Here is a simple example.

In [22]: df = pd.DataFrame(np.random.randint(0,4,(3,2)))

In [23]: df2 = pd.concat([df,df,df], keys=['a','b','c'], names=[1,2])

In [24]: df2
Out[24]: 
     0  1
1 2      
a 0  2  0
  1  0  2
  2  2  0
b 0  2  0
  1  0  2
  2  2  0
c 0  2  0
  1  0  2
  2  2  0

And now if I do:

In [27]: df2.loc[['a']].index
Out[27]: 
MultiIndex(levels=[[u'a'], [0, 1, 2]],
           labels=[[0, 0, 0], [0, 1, 2]],
           names=[1, 2])

In [28]: df2.loc[['a','b']].index
Out[28]: 
MultiIndex(levels=[[u'a', u'b', u'c'], [0, 1, 2]],
           labels=[[0, 0, 0, 1, 1, 1], [0, 1, 2, 0, 1, 2]],
           names=[1, 2])

I was expecting the Multiindex to be either identical in both cases (based on the discussion on this thread) or that the last one (Out[28]) should be like this:

[MultiIndex(levels=[[u'a', u'b'], [0, 1, 2]],
           labels=[[0, 0, 0, 1, 1, 1], [0, 1, 2, 0, 1, 2]],
           names=[1, 2])

Thanks in advance for clarifying my question and for an awesome package.

Comment From: jreback

@pjadzinsky this is an implementation detail ATM.

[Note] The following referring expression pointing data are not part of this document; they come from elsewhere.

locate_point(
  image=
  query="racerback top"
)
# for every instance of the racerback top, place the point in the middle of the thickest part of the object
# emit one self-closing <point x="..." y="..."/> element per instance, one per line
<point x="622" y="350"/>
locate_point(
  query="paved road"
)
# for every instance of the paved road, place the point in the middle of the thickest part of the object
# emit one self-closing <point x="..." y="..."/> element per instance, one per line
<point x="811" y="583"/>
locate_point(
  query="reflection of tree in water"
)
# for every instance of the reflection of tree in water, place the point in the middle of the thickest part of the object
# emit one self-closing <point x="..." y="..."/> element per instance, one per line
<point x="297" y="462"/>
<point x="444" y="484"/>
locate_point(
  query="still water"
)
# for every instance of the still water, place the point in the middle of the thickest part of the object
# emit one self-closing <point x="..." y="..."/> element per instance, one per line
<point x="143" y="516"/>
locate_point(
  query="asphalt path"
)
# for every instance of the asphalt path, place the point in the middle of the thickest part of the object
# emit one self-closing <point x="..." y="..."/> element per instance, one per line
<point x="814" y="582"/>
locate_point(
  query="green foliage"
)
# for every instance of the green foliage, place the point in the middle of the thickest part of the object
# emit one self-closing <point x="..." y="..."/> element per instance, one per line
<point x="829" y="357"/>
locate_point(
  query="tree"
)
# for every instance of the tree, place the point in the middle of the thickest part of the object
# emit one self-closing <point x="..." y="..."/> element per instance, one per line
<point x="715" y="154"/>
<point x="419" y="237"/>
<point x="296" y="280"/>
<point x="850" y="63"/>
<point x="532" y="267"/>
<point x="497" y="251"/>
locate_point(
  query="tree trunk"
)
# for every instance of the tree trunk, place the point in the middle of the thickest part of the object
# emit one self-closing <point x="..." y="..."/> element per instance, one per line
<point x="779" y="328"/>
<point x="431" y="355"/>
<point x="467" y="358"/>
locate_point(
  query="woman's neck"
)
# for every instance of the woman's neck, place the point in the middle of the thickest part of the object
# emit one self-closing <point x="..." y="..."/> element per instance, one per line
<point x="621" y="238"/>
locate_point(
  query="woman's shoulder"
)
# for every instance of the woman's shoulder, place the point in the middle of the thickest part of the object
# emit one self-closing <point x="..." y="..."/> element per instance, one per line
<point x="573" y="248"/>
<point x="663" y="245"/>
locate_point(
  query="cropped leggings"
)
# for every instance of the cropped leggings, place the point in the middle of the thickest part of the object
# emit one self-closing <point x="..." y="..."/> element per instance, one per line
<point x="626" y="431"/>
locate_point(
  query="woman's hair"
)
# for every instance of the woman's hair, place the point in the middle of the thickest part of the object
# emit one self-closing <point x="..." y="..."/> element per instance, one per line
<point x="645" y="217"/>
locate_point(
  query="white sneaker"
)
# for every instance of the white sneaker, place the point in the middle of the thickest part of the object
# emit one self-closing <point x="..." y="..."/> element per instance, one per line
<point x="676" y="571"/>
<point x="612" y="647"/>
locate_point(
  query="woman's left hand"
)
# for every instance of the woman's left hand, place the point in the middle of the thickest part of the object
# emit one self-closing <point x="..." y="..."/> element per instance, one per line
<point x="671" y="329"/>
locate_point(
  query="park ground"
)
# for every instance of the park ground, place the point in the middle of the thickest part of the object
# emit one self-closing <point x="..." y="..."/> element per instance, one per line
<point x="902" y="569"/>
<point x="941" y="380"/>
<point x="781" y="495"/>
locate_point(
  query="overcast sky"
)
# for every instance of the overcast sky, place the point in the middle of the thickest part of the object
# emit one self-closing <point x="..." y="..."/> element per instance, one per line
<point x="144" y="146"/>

# this is what you are expecting
In [81]: df2.loc[[('a',0)]].index
Out[81]: 
MultiIndex(levels=[['a', 'b', 'c'], [0, 1, 2]],
           labels=[[0], [0]],
           names=[1, 2])

# this is able to get an entire level so it takes a different path
In [82]: df2.loc[['a']].index
Out[82]: 
MultiIndex(levels=[['a'], [0, 1, 2]],
           labels=[[0, 0, 0], [0, 1, 2]],
           names=[1, 2])

Comment From: wesm

That is slightly odd that in one case the levels are modified in one case but not the other

Comment From: toobaz

I think this can be closed: the default behavior is as intended, and the method MultiIndex.remove_unused_levels() has been added as a simple fix for whoever doesn't like the default behavior.

Comment From: jreback

yep this is now the accepted soln.

Comment From: vldbnc

How this MultiIndex.remove_unused_levels() could be accepted solution? You might filter dataframe based on level and create new df or series

df_new = df[df.index.isin(['VALUE'], level=0)]

Newly created df_new will correctly show Mutliindex with df_index.index having only 'VALUE' on level=0 but df_new.index.levels[0] are showing all index names on level=0 from original df.